There are no super-cheap buffets in Atlantic City; lunches are in the $7-$12 range, dinners in the $7-$16 range. Many visitors like Harrah's buffet best. It cost $7 million to build and makes it seem as if you're in an undersea grotto. Aquariums and fish are everywhere. The food is good, too, as it's served in small pans to ensure freshness.

"Harrah's has a beautiful buffet, the nicest," Steve Bourie of the American Casino Guide says. "It's the only thing in the city comparable to Las Vegas. Everything else there is just more expensive."

Resorts, which was the first casino to open, in 1978, has two of the finest gourmet restaurants in Le Palais and Capriccio. The Hilton can match those with the Oaks and Peregrine's, so named for the nesting falcons that frequent its hotel high rise.

Eight of the 10 Boardwalk casinos have direct access to the Atlantic Ocean beach, but Hilton's is by far the best. It's wide and relatively secluded, and Hilton offers the widest selection of beach amenities for its guests.

Claridge and Sands don't promote the beach too much because they're set back one block from the Boardwalk.

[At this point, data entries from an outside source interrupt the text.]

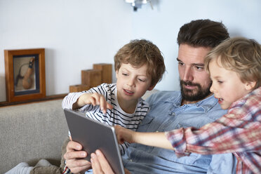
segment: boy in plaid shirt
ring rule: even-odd
[[[118,140],[174,149],[179,156],[233,153],[237,173],[261,173],[260,45],[228,39],[208,54],[205,67],[213,81],[210,91],[227,114],[199,129],[134,133],[117,126]]]

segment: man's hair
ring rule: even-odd
[[[177,41],[179,46],[187,44],[194,47],[214,48],[229,37],[227,29],[222,22],[197,20],[180,27]]]
[[[213,49],[205,58],[205,68],[209,73],[209,63],[220,60],[227,70],[236,72],[242,82],[261,81],[261,46],[253,39],[244,37],[228,39]]]
[[[133,40],[120,48],[114,55],[114,69],[118,71],[122,63],[134,67],[147,65],[147,74],[152,76],[151,86],[162,79],[166,68],[164,59],[159,48],[152,42],[141,39]]]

Across town, Trump Marina and Harrah's don't have beaches, but they do have the only two casino marinas in town. If you're arriving by boat, they'd be your choice.

If you're a rock'n'roller, check out Trump Marina. It specializes in showcasing acts that are just reaching their peaks, such as the Goo Goo Dolls, and classic bands such as Van Halen and Grand Funk Railroad.

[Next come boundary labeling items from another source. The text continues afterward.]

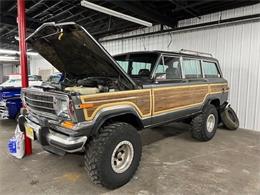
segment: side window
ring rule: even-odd
[[[181,79],[181,64],[178,57],[162,57],[155,71],[157,80]]]
[[[214,62],[203,61],[202,69],[206,78],[219,78],[220,73],[217,64]]]
[[[202,78],[200,60],[183,58],[182,68],[185,78]]]
[[[128,61],[117,61],[117,63],[123,68],[123,70],[127,73],[128,72]]]
[[[150,72],[151,70],[151,63],[145,63],[145,62],[132,62],[132,71],[131,75],[139,75],[140,71],[147,70],[147,72]]]

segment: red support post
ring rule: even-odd
[[[22,75],[22,88],[28,87],[28,69],[27,69],[27,55],[26,55],[26,16],[25,16],[25,0],[17,0],[17,14],[18,14],[18,31],[19,31],[19,50],[20,50],[20,64]],[[25,155],[32,154],[32,142],[30,138],[25,136]]]

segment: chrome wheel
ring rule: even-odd
[[[131,165],[134,157],[134,148],[131,142],[121,141],[117,144],[111,157],[112,169],[116,173],[125,172]]]
[[[216,118],[215,118],[214,114],[210,114],[207,118],[207,130],[208,130],[208,132],[211,133],[214,130],[215,123],[216,123]]]

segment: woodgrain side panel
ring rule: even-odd
[[[81,97],[82,103],[93,104],[85,109],[85,117],[92,120],[102,108],[130,105],[136,109],[141,117],[151,116],[151,90],[131,90],[124,92],[100,93]]]
[[[189,89],[192,96],[192,104],[202,103],[205,97],[208,95],[209,87],[205,86],[195,86]]]
[[[208,85],[168,87],[154,89],[154,112],[160,114],[203,102]]]

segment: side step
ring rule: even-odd
[[[64,152],[63,150],[60,150],[60,149],[55,148],[53,146],[42,146],[42,148],[44,150],[46,150],[47,152],[50,152],[52,154],[56,154],[58,156],[64,156],[66,154],[66,152]]]

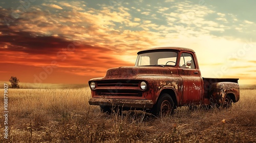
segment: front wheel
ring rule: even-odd
[[[153,107],[153,113],[155,115],[165,116],[173,114],[174,102],[167,93],[162,94]]]

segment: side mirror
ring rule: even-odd
[[[189,66],[191,65],[191,61],[188,61],[187,62],[187,63],[186,64],[187,66]]]

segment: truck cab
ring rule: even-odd
[[[104,77],[89,81],[90,105],[99,105],[103,112],[122,108],[165,115],[179,106],[227,107],[239,100],[238,79],[203,78],[193,50],[157,47],[137,54],[134,66],[111,68]]]

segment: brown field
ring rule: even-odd
[[[9,89],[8,97],[10,130],[4,138],[0,116],[0,142],[256,142],[255,89],[241,90],[240,101],[227,110],[183,107],[164,117],[139,111],[101,113],[89,106],[86,88]]]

Two casinos, Sands and Claridge, are both operating under bankruptcy protection, but that shouldn't scare you. The situation has actually allowed Sands to become a lot nicer, as its spent millions on new slot machines, renovated hotel rooms and a new entryway. Corporate raider Carl Icahn is trying to buy both of them.

Atlantic City may receive a real jolt -- one certain to benefit the consumer -- in three years or so. Major Las Vegas operators Mirage Resorts and Boyd Gaming are combining to build the $750 million Borgata in the Marina District, and within a year after that opening Mirage alone is planning to open the $1 billion Jardin Palais.

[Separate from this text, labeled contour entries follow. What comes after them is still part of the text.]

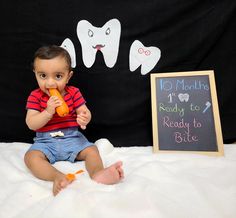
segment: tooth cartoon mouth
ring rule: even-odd
[[[135,40],[129,53],[130,71],[135,71],[141,65],[141,74],[149,73],[157,64],[161,57],[159,48],[151,46],[145,47],[139,40]]]
[[[94,49],[97,49],[97,50],[101,50],[103,47],[105,47],[105,45],[96,45],[96,46],[93,46]]]
[[[75,55],[75,47],[74,47],[73,42],[69,38],[66,38],[62,42],[60,47],[66,49],[68,51],[70,58],[71,58],[71,67],[75,68],[76,67],[76,55]]]
[[[87,20],[77,24],[77,36],[82,47],[84,65],[90,68],[97,51],[102,52],[107,67],[112,68],[118,57],[121,25],[117,19],[111,19],[102,27],[94,27]]]

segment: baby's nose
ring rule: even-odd
[[[54,79],[47,79],[47,88],[56,88],[57,85],[56,85],[56,82],[54,81]]]

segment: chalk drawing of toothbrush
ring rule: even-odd
[[[205,109],[202,111],[202,113],[205,113],[207,110],[208,110],[208,108],[210,108],[211,107],[211,103],[209,102],[209,101],[207,101],[206,102],[206,107],[205,107]]]

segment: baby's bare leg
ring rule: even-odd
[[[57,195],[70,181],[65,174],[53,167],[41,151],[28,151],[25,154],[25,164],[32,174],[39,179],[53,182],[53,194]]]
[[[90,177],[98,183],[115,184],[124,178],[122,162],[104,168],[99,151],[96,146],[91,146],[77,156],[78,160],[85,160],[85,166]]]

MGM Grand, which operates the biggest place in Las Vegas, is also planning to build a huge casino, next to Showboat in perhaps four to six years.

The three companies are promising to "raise the bar" in terms of service, amenities, entertainment and the whole resort experience. That means the existing casinos will have to match them if they want to survive.

This isn't going to turn Atlantic City into Las Vegas, but it should help make Atlantic City what it really is: a regional getaway.

As Paul Rubeli, chief executive of Tropicana's parent company, Aztar Corp., loves to say, "We should not try to become an Orlando or Las Vegas. Our winter weather and Northeast urban environment will not ever permit us to become those cities, and we should not try. But we should try to become a regional getaway for the 42 million adults in the Northeast region."

(Joe Weinert covers the casino industry for The Press of Atlantic City.)